For the first time since STORES Media began reporting on the Top 100 largest retailers in America, Amazon.com has joined the ranks of the ten largest companies, rising to No. nine from eleven last year. Amazon’s domestic sales increased 27.2 per cent between 2012 and 2013.
The annual ranking of U.S. retailers by domestic sales, featured in the July issue of STORES Magazine was compiled by Kantar Retail and sponsored by Island Pacific and NEC.
“Amazon is spreading its roots beyond its core of online retail, yet the impact this Seattle-based behemoth has had on the changing face of retail is unmistakable.
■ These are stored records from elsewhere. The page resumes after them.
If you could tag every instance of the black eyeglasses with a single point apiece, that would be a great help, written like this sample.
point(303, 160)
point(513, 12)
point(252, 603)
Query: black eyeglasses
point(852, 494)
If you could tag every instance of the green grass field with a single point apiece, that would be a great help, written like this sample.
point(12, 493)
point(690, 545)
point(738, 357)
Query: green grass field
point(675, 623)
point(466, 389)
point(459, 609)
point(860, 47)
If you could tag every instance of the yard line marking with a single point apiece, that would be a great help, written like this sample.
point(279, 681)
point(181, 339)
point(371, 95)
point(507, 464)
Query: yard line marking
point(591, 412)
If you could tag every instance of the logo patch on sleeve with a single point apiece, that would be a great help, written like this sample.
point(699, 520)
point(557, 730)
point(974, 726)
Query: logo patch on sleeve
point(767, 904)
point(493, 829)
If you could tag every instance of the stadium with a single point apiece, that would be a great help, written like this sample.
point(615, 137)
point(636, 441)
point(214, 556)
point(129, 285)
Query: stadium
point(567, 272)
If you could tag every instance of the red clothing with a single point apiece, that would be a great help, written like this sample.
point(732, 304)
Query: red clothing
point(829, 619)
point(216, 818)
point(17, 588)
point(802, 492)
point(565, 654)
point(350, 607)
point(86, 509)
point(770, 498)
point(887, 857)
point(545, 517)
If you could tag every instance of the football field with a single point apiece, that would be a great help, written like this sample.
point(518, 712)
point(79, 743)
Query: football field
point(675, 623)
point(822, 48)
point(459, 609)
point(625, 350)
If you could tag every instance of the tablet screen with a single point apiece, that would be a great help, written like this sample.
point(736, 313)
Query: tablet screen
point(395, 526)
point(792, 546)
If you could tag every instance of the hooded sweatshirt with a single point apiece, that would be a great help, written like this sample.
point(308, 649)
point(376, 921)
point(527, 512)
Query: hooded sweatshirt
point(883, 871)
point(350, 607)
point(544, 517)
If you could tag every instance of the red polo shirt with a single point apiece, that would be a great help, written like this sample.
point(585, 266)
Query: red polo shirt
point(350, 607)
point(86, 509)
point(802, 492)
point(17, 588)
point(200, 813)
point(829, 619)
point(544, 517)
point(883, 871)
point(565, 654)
Breaking into the top ten is an impressive feat that speaks to Amazon.com’s growth,” said STORES Editor Susan Reda. “Notable as that is, brick and mortar retailers are keeping pace by continuously reinventing themselves to better serve today’s anytime, anywhere shopper.”
Wal-Mart once again takes the top spot with U.S. sales of $334 billion in 2013. Kroger held on to the number two ranking for the fifth year in a row, with reported domestic sales of more than $93 billion.
Costco (3) and Target (4) swapped spots this year, as Costco saw domestic sales increase 5.2 percent , while Target’s sales decreased 0.9 percent Between 2012 and 2013. Home Depot (5), Walgreen (6), CVS Caremark (7), and Lowe’s (8) each maintained their spots on the list. Safeway rounds out the list at the No. 10 spot this year.
Other noticeable changes in the list include IKEA North America’s jump from 95 to 88 on domestic sales growth of 6.8 percent. Boise, Idaho-based Albertsons climbed from 96 to 21 as a result of a merger with Safeway. Earlier this year Cerberus Capital Management agreed to buy Safeway for $9 billion, and the Albertsons-Safeway combination will create a company with more than 2,400 stores, 27 distribution facilities and 20 manufacturing plants.
"Amazon’s rise into the top 10 is symbolic of a shift in U.S. retail towards a genuinely multichannel future," said Kantar Retail Chief Knowledge Officer Bryan Gildenberg. "Retailers that command the Top 100 in the future will have an in-depth knowledge of their shoppers across their physical and digital touchpoints, and they'll all have to fend off Amazon’s game changing economic and operating model".